Unwritten Laws 01(269)
But …
There would be no fall to take, had not Lincoln pushed Shad Johnson to press murder charges. And if Lincoln actually killed his mother, why would he risk pressing the DA to punish my father?
“Oh, no,” I whisper, certain I’ve found the truth at last. “Because he’ll risk almost anything to punish his father.”

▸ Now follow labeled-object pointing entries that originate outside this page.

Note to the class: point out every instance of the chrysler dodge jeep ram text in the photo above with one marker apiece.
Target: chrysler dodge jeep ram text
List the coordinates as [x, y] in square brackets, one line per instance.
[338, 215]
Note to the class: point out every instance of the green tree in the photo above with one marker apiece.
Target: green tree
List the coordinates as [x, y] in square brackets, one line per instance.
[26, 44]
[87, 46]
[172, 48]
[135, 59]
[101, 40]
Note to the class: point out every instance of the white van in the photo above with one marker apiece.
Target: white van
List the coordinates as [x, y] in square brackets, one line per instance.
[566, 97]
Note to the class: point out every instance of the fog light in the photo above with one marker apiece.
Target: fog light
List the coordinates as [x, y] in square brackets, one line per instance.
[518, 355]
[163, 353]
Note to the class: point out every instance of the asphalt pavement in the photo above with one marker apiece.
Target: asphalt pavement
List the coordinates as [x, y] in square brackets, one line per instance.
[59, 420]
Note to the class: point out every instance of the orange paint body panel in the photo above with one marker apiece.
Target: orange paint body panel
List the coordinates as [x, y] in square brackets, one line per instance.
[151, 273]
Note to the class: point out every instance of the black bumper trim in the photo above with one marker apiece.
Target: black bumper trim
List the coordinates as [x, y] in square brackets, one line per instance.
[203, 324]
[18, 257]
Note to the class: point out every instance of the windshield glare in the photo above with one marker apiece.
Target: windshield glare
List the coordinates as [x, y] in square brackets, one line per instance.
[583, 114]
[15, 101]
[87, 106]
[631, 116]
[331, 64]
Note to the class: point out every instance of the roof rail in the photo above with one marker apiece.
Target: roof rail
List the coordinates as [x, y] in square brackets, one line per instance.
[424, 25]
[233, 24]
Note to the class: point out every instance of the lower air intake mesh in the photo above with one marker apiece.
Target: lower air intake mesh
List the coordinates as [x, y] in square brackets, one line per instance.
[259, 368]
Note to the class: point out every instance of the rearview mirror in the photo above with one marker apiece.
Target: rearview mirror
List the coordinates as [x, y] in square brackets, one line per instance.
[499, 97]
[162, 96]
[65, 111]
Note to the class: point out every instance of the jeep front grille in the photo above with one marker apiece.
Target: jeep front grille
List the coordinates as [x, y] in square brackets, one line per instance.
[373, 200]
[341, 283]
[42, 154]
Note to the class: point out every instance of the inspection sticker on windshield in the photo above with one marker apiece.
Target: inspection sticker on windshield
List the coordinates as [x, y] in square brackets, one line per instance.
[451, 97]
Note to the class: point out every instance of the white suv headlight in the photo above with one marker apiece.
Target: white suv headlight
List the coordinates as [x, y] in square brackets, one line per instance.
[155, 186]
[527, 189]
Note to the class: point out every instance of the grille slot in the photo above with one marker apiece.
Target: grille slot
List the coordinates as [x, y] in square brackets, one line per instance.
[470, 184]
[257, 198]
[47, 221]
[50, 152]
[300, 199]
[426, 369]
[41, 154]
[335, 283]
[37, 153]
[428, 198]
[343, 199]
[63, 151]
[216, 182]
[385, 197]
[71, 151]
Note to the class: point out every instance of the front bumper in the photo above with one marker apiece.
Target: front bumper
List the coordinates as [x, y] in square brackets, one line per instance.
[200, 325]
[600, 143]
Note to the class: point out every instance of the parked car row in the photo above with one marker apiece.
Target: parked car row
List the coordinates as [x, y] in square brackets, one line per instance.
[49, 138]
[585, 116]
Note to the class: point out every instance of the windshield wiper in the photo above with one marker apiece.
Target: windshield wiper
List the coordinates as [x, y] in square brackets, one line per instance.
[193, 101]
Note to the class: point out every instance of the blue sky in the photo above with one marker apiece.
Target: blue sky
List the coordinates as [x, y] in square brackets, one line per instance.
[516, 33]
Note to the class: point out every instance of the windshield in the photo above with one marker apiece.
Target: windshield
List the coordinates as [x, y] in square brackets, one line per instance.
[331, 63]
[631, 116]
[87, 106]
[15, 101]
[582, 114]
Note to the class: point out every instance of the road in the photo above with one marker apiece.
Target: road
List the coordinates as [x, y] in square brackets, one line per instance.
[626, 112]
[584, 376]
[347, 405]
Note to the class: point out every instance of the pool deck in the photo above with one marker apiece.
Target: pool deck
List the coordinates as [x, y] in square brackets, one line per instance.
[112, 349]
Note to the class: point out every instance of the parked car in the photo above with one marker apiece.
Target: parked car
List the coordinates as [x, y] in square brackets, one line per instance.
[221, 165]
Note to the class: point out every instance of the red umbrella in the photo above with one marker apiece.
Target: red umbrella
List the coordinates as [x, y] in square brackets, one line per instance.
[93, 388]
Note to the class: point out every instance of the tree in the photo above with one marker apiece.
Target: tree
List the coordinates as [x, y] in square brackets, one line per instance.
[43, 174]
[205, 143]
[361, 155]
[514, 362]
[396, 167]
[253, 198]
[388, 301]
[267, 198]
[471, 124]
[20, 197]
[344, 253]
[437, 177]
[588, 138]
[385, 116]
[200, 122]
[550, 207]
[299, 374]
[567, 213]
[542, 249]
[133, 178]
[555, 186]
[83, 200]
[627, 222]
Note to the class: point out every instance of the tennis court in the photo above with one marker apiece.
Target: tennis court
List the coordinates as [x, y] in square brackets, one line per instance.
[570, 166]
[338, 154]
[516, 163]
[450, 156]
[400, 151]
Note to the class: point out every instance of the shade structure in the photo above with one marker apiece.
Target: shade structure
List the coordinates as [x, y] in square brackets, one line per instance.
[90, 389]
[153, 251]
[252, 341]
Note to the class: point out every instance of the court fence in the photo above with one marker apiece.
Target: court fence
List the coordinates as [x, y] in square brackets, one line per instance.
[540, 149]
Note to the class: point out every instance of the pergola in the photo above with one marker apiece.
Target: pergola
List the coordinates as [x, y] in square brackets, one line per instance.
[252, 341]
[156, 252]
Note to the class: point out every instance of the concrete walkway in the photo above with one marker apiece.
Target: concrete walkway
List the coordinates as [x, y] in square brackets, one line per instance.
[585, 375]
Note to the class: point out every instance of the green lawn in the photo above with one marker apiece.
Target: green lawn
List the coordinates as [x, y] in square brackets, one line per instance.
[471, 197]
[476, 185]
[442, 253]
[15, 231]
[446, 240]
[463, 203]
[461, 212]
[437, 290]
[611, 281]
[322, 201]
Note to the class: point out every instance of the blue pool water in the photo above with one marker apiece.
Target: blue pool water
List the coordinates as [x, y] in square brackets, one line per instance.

I can’t imagine a purer, more righteous anger than that of a son who helped his mother to die after a life ruined by a man who’d refused to marry her or acknowledge him. The situation must have been tempting for a lawyer. If Lincoln knew Dad had been in Cora’s house before him, he would have instantly seen how easily Dad could be framed for his mother’s death. The necessary props for the deception were ready to hand: the syringe with Dad’s fingerprints, the vial of morphine prescribed by the man Lincoln longed to punish. And Cora Revels probably told Lincoln about the euthanasia pact between Dad and Viola. If fate handed Lincoln a chance like that—a chance to make “his father” pay for a lifetime of neglect—would he refuse? I doubt it.
This scenario easily explains Lincoln’s behavior. But does it explain Dad’s? His refusal to say what happened in Cora’s house that night? Holding his silence in the face of deputies handcuffing him and leading him to court? Silence in the face of indictment for murder? Yes, yes, and yes. In the mind of a guilt-ridden father, all these acts must have seemed noble efforts to protect the son he’d failed throughout his life.
But jumping bail?
This takes me a little longer, but at last the answer comes. So long as Dad remained silent while awaiting trial—and so long as I and others protested his innocence—people might continue to investigate Viola’s death. Friends like Jewel Washington might have gone back over the crime scene, or probed more deeply into Lincoln’s whereabouts on the night of her death. They might have asked, as I did, why Lincoln hadn’t been in Natchez for the past month while his mother slipped inexorably toward death. But by jumping bail, Dad swept all those possibilities off the table. From the moment his flight became public, every cop, lawyer, and average citizen would view him as a killer trying to escape punishment.
I can’t begin to guess what Dad was doing with Sonny Thornfield last night at the Ferriday hospital. Maybe he wasn’t there with Thornfield at all. Maybe he had coronary symptoms himself, and stopped to get a nurse or doc he knew to provide him some meds or do an EKG. Hell, maybe he was meeting Drew there. Whatever his reason, it doesn’t matter now. What matters is that every cop in Mississippi and Louisiana is chasing the wrong man. And now I know who the right man is. There’s just one little problem—
Proof.
Could anyone other than my father prove that Lincoln euthanized his mother? Lincoln has a perfectly defensible reason for his fingerprints to be all over Cora Revels’s house. Even if they’re on the medicine vials and the syringe, that only proves he handled those items at some point—after the fact, he would argue. Worst of all, the case is being handled by a hostile DA and sheriff who’ll ignore any evidence I present them, short of a videotape showing someone other than Dad killing Viola.
With that thought, I recall the missing tape from the camcorder Henry left in Viola’s sickroom. The hard drive attached to Henry’s camera showed only Viola’s death throes, not what precipitated them. But according to Henry, what triggered that hard drive to start recording was the mini-DV tape in the camera running out. And that tape was supposedly missing when the deputies arrived at the scene. Who took it? When I questioned Dad in his office on Monday evening, I got the feeling he might have taken it. But what if Lincoln removed that tape before the deputies arrived? Could that tape show Viola’s actual murder? And if so, does it still exist?
Before I can second-guess myself, I speed-dial Quentin Avery’s house in Jefferson County, thirty miles north of here. I’m not going to ask Quentin if Dad and Walt are hiding out there—as badly as I’d like to. No one answers my call, just as they haven’t for the past two days. But this time, when the beep of the answering machine sounds, I leave a message.
“Quentin, it’s Penn. I just spoke to Lincoln Turner, and my worldview changed radically. I think you probably know what I’m talking about. If you don’t, you need to catch up in a hurry. If you don’t call me back in ten minutes, I’m going to drive up there and tell the police I’m worried you’ve had a heart attack. That’ll—”
“Hold on, Penn,” says a female voice. “This is Doris. Quentin’s right here.”